The right billing partner should not only be able to handle your payments and claims, they should also be able to counsel you and evaluate the health of your practice. Ask yourself what kind of assistance you need to determine if your current admin policies, staffing levels, and IT resources are sustainable. How can your billing partner help you make the necessary preparations to meet future goals?
Questions to Ask Prospect Partners
What Technological Capabilities Do You Offer?
Good billing companies offer more than help with claims and reimbursements, they have a breadth of knowledge when it comes to the best technology available to meet your needs and regulatory requirements.
Ask vendors what their experience is with EHRs, practice management systems, and if their solution can integrate into your existing systems. Remember, technology is multifaceted and should help you meet the clinical, administrative AND financial needs of your practice.
Is the Billing Company ICD-10 Ready?
At this point in the game, all billing companies should be up-to-speed with ICD-10, there simply is no excuse to be unprepared. Ask your prospective partners if they have completed end-to-end testing and have performed the appropriate training for their coders. Are they ready, willing and able to handle any reimbursements issues because of denied claims?
Do Any of Their Other Clients Share Your Specialty?
Let's face it, coding and billing is complicated and there are different sets of rules depending on the specialty. Does your potential partner have experience billing for your specialty? If not, find one who does and can customize your solutions.
Whose Software Will You Use?
Will you continue to use your own practice management software (PMS) or does your vendor have their own? Most EMR software has practice management components built right in. If the vendor is going to be working on your current system, inquire who will cover the cost of the clearing house and if there are any fees that you will be picking up. If you will be using the vendor's PMS, be sure to establish guidelines in the contract that states you have the rights to your billing data and reports.
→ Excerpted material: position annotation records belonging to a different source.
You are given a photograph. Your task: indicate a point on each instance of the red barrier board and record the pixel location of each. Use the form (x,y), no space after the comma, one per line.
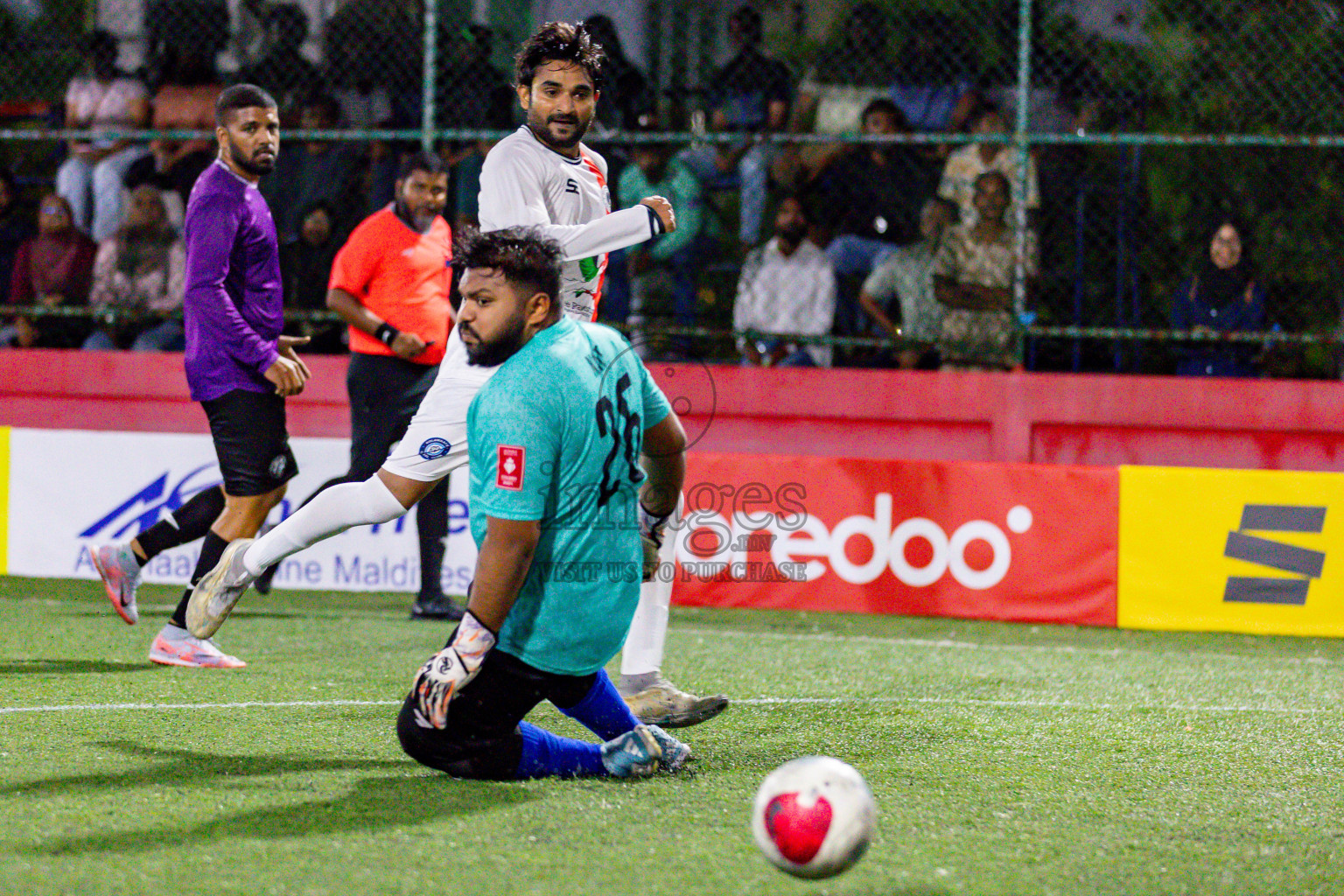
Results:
(972,540)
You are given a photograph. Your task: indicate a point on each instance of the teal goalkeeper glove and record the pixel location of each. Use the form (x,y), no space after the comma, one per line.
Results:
(451,669)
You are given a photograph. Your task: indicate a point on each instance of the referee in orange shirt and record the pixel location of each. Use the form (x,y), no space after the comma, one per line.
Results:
(390,281)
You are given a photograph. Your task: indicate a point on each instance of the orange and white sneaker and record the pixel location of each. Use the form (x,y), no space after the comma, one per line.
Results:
(120,571)
(176,647)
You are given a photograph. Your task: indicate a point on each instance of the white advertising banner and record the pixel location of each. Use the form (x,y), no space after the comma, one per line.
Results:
(70,489)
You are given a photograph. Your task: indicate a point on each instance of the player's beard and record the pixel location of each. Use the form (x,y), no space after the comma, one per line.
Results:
(499,349)
(250,165)
(542,128)
(420,220)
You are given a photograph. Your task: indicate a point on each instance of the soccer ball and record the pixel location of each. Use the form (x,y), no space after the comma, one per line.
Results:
(814,817)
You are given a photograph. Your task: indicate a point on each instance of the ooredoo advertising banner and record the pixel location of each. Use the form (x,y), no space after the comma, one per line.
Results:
(977,540)
(72,489)
(1246,551)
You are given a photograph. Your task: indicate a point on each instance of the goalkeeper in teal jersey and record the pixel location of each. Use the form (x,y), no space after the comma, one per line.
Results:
(577,461)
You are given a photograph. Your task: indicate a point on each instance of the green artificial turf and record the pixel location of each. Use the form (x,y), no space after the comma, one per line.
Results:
(1004,760)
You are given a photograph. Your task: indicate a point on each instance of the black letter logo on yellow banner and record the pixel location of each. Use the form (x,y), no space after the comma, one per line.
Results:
(1276,555)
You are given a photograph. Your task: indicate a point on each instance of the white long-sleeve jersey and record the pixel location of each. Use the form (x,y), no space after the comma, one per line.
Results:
(527,185)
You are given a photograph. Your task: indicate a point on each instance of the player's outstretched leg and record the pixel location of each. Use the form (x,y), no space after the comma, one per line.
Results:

Will They Perform Periodic Audits?
One of the biggest threats to a practice's cash flow is complacency. For this reason it's important your vendor fulfills periodic claims audits to catch any under- or over-coding. Ask them how often they do this (should be quarterly) and how many charts they cover (should be no less than 10).
How Many Certified Coders do They Have on Staff?
Inquire how many certified coders they currently have on staff and how many will be dedicated to your account. It is your right and responsibility to know exactly who will be working your claims and what level of training they have received.
How Often Will They Submit Your Claims?
It stands to reason that the frequency of claims submitted will determine your revenue flow. Claims can either be submitted daily, weekly or biweekly. Be sure to set the guidelines for how claims should be submitted to keep your cash flowing.
How Do They Handle Rejection?
While most human beings handle rejection of any kind rather poorly, it is the responsibility of your billing vendor to be great at handling rejections – claims rejections. Your vendor must be able to identify triggers and patterns of denials and fix the issues immediately for revenue growth.
Who Handles Patient Questions and Concerns?
Not all sellers field calls from your patients when they have questions about their deductibles and co-pays, so know ahead of time what your preference is. If you do not want to have these calls routed to your practice then ask up front if this is something they handle.
What Kinds of Reports Do They Provide?
You should, without question, receive monthly financial reports from your vendor that include payments, adjustments, billable services, and accounts receivable. Also, find out if they can provide you with customizable reports, which can give you targeted data about denied claims and procedural codes.
Knowing your exact needs and then evaluating prospective partners by asking these questions will help you find the Medical Billing vendor that will help you maintain a financially successful practice.